HaloQuest: A Visual Hallucination Dataset for Advancing Multimodal Reasoning

Hallucination has been a major problem for large language models and remains a critical challenge when it comes to multimodality in which vision-language models (VLMs) have to deal with not just textual but also visual inputs. Despite rapid progress in VLMs, resources for evaluating and addressing multimodal hallucination are limited and mostly focused on evaluation. This work introduces HaloQuest, a novel visual question answering dataset that captures various aspects of multimodal hallucination such as false premises, insufficient contexts, and visual challenges. A novel idea from HaloQuest is to leverage synthetic images, apart from real ones, to enable dataset creation at scale. With over 7.7K examples spanning across a wide variety of categories, HaloQuest was designed to be both a challenging benchmark for VLMs and a fine-tuning dataset for advancing multimodal reasoning. Our experiments reveal that current models struggle with HaloQuest, with all open-source VLMs achieving below 36% accuracy. On the other hand, fine-tuning on HaloQuest significantly reduces hallucination rates while preserving performance on standard reasoning tasks. Our results discover that benchmarking with generated images is highly correlated (r=0.97) with real images. Last but not least, we propose a novel Auto-Eval mechanism that is highly correlated with human raters (r=0.99) for evaluating VLMs. In sum, this work makes concrete strides towards understanding, evaluating, and mitigating hallucination in VLMs, serving as an important step towards more reliable multimodal AI systems in the future.
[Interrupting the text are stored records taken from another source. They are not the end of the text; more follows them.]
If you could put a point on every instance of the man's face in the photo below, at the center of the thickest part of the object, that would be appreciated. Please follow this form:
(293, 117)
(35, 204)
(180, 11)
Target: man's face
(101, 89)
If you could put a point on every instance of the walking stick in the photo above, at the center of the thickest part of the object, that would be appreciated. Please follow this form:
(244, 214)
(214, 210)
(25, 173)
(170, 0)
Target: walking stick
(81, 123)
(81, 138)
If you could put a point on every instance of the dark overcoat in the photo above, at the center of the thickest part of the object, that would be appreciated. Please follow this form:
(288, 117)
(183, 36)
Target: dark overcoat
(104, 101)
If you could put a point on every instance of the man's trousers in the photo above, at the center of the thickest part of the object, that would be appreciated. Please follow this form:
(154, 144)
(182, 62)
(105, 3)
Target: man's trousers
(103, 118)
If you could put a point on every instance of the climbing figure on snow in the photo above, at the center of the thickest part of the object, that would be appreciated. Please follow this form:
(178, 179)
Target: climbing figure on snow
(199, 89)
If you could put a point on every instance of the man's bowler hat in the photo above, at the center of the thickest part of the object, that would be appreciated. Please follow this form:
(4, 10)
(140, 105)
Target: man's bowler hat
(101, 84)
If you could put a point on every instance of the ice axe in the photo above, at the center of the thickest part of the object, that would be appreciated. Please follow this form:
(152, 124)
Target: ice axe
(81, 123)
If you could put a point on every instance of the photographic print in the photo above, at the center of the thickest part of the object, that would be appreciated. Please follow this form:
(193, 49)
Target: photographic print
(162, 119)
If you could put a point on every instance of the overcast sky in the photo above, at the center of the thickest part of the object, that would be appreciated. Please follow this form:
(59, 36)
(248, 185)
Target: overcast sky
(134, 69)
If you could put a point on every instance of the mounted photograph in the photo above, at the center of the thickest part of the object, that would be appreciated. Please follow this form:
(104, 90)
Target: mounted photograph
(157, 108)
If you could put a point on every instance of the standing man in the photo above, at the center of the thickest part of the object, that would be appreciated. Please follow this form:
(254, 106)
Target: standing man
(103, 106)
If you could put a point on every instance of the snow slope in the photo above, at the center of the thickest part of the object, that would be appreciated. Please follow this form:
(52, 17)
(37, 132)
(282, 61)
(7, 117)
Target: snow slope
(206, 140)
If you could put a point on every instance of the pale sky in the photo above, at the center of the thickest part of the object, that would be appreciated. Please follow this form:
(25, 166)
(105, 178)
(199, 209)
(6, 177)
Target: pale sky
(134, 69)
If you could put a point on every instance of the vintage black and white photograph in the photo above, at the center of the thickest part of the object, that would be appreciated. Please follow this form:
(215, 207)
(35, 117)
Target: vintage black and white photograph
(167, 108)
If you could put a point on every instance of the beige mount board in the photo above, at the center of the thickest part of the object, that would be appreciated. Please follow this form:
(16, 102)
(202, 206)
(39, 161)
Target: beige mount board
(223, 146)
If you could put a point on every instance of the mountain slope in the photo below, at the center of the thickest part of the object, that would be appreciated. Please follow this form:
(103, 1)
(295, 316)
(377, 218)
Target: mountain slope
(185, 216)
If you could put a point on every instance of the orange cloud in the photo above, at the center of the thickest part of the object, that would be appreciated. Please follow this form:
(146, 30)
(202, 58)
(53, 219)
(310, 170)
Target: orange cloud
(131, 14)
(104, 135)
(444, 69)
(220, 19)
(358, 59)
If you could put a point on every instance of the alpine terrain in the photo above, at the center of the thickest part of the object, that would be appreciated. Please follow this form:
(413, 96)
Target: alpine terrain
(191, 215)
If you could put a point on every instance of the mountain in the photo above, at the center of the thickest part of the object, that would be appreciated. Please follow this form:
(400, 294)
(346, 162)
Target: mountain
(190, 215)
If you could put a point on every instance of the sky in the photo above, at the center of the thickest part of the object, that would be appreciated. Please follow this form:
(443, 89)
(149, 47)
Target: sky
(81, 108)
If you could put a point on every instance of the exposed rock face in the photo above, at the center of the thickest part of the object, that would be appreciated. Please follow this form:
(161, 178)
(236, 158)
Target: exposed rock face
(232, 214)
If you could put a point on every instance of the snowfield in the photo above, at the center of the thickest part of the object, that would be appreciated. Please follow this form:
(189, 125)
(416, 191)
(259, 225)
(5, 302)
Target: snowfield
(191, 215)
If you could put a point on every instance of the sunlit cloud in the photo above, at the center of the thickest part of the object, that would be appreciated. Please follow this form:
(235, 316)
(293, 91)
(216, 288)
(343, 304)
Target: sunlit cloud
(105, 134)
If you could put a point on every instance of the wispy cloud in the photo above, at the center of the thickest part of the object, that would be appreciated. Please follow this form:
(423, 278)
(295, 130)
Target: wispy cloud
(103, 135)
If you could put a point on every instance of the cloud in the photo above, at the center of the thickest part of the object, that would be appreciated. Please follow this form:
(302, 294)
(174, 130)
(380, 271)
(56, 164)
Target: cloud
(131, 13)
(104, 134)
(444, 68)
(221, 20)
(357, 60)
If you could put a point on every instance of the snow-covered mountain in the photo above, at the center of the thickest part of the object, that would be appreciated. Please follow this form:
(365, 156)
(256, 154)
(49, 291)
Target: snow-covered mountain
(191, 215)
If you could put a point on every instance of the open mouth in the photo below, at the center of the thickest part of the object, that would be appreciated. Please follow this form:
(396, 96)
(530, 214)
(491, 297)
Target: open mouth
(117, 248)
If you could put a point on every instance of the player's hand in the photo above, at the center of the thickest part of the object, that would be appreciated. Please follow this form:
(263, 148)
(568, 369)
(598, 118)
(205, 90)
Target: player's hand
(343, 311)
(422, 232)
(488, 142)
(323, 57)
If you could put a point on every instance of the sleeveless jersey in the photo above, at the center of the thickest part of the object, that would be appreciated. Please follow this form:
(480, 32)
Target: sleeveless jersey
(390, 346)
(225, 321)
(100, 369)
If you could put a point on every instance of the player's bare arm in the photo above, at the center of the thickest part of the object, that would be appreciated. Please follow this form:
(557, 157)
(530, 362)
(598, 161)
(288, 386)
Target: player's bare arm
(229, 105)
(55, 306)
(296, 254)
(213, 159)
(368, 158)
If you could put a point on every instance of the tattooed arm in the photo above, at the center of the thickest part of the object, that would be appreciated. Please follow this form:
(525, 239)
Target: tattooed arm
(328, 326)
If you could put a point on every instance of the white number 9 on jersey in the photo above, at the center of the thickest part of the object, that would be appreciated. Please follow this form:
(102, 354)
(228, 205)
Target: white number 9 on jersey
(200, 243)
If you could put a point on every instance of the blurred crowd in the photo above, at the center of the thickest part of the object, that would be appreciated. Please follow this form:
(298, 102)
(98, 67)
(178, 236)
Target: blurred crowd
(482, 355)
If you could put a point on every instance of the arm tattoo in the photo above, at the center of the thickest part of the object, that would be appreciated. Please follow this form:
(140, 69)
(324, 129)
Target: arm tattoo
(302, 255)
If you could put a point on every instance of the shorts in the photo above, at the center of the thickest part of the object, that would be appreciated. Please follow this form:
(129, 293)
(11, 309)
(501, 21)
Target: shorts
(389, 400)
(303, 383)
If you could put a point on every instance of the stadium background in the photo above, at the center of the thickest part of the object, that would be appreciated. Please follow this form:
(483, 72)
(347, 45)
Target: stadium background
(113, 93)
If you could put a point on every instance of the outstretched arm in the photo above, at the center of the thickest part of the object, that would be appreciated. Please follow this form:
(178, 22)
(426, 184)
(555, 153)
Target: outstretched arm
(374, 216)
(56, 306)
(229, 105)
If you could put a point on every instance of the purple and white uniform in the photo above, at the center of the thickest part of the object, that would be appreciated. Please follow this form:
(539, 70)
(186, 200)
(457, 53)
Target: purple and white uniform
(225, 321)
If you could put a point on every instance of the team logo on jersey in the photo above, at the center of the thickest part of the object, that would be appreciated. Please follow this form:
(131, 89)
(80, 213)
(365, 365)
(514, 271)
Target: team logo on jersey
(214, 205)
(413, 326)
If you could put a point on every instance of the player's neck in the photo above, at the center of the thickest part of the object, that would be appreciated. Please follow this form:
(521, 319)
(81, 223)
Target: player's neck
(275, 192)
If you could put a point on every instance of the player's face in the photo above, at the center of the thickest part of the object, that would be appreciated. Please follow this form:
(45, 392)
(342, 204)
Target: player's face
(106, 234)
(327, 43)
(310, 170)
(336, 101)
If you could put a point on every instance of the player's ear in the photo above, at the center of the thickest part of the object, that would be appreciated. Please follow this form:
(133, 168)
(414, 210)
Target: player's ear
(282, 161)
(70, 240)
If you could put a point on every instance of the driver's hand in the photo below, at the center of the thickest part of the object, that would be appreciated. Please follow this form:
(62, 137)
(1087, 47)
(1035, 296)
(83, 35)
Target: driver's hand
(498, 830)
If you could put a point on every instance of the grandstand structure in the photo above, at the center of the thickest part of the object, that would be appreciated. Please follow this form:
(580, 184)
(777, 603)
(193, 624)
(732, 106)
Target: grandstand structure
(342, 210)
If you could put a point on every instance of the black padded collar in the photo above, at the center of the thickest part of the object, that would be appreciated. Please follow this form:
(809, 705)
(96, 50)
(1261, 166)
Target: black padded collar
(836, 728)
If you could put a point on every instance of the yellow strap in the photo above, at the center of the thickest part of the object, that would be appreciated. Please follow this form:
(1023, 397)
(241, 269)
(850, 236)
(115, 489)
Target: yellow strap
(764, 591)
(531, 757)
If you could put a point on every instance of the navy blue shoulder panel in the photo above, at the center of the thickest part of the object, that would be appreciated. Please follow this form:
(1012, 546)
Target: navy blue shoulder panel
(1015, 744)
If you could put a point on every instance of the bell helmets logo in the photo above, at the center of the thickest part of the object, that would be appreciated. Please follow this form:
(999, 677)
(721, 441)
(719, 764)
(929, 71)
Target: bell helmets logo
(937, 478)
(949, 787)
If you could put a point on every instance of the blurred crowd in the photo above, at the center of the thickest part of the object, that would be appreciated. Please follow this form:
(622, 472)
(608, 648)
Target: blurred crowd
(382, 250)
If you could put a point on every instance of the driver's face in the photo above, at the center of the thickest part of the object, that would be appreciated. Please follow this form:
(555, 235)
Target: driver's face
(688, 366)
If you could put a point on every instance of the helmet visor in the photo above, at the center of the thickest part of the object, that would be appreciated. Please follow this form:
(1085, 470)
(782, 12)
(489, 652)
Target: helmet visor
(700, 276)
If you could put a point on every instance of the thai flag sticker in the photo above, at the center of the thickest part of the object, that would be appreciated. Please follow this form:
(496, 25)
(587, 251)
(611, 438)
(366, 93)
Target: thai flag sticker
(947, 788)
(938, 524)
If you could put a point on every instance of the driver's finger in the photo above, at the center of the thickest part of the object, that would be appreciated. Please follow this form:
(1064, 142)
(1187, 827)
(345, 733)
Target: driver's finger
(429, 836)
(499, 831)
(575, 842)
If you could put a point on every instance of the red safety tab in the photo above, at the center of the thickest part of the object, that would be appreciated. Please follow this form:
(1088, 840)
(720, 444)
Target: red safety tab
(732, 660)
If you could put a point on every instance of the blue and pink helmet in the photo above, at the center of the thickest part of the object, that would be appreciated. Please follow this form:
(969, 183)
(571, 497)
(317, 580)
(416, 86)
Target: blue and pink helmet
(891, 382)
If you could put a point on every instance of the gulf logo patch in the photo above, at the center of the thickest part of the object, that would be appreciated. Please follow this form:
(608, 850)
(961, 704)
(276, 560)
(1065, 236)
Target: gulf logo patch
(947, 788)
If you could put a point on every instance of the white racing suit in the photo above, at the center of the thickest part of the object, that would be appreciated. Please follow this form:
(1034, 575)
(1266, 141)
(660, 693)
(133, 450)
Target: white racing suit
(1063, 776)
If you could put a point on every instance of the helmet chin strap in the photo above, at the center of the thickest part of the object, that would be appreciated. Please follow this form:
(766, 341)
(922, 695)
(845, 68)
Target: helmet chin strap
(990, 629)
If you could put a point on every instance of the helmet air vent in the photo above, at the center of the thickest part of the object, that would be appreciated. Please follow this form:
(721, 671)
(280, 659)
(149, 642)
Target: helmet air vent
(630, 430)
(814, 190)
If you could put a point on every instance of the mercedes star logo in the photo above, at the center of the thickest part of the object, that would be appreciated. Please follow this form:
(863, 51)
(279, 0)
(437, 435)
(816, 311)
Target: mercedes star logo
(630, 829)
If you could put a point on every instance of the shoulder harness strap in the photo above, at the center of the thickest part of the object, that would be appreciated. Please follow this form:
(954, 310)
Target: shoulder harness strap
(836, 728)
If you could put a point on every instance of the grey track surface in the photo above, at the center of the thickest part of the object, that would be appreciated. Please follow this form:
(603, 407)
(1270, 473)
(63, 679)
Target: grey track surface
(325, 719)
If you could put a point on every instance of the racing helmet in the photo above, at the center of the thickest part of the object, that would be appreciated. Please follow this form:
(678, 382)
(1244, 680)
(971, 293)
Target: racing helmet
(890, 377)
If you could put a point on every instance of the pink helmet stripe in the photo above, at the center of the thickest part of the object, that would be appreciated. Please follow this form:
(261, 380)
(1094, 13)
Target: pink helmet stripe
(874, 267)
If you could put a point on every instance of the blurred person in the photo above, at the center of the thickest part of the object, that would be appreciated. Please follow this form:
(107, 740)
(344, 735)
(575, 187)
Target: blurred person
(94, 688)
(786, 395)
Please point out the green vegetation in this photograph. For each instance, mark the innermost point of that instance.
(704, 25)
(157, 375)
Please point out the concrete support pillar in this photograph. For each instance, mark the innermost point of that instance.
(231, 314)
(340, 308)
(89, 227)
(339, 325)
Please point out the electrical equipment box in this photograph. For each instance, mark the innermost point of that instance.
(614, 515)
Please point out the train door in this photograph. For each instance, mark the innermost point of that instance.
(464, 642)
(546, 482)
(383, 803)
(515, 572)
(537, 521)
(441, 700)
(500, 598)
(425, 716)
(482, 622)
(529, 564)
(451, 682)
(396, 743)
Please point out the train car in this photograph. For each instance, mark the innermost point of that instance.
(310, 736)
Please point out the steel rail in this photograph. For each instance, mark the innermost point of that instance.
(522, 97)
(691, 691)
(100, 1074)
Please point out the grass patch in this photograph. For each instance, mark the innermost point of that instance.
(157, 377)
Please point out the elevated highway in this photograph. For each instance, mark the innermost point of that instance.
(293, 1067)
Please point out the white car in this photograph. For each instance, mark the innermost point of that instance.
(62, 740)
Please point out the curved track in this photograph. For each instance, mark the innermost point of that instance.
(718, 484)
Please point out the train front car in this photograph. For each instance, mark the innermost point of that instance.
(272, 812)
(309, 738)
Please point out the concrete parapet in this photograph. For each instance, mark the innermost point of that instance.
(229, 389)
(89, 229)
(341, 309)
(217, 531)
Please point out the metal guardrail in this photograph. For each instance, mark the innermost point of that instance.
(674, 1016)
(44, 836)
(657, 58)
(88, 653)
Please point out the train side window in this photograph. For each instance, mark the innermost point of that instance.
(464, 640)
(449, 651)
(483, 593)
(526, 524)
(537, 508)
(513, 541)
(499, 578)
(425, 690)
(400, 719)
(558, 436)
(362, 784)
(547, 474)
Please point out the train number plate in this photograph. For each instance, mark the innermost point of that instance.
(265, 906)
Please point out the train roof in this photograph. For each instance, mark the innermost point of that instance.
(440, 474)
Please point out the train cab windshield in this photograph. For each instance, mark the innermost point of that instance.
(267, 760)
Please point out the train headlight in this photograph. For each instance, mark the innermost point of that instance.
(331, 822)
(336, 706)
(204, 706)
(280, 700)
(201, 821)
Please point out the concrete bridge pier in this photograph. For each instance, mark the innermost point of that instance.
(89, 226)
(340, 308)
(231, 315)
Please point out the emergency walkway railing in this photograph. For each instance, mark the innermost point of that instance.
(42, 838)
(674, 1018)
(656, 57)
翻译：幻觉一直是大型语言模型面临的主要问题，并且在涉及多模态时仍然是一个关键挑战，因为视觉语言模型（VLMs）不仅需要处理文本输入，还需要处理视觉输入。尽管VLMs取得了快速进展，但用于评估和解决多模态幻觉的资源仍然有限，且大多集中在评估方面。本研究介绍了HaloQuest，这是一个新颖的视觉问答数据集，旨在捕捉多模态幻觉的多个方面，如虚假前提、上下文不足和视觉挑战。HaloQuest的一个新颖思路是利用合成图像（除真实图像外）来实现大规模数据集构建。HaloQuest包含超过7.7K个样本，涵盖广泛的类别，旨在既作为VLMs的挑战性基准，也作为推进多模态推理的微调数据集。我们的实验表明，当前模型在HaloQuest上表现不佳，所有开源VLMs的准确率均低于36%。另一方面，在HaloQuest上进行微调可显著降低幻觉率，同时保持标准推理任务的性能。我们的结果发现，使用生成图像进行基准测试与使用真实图像具有高度相关性（r=0.97）。最后但同样重要的是，我们提出了一种新颖的Auto-Eval机制，该机制与人类评估者高度相关（r=0.99），可用于评估VLMs。总之，这项工作在理解、评估和缓解VLMs中的幻觉方面取得了具体进展，为未来构建更可靠的多模态AI系统迈出了重要一步。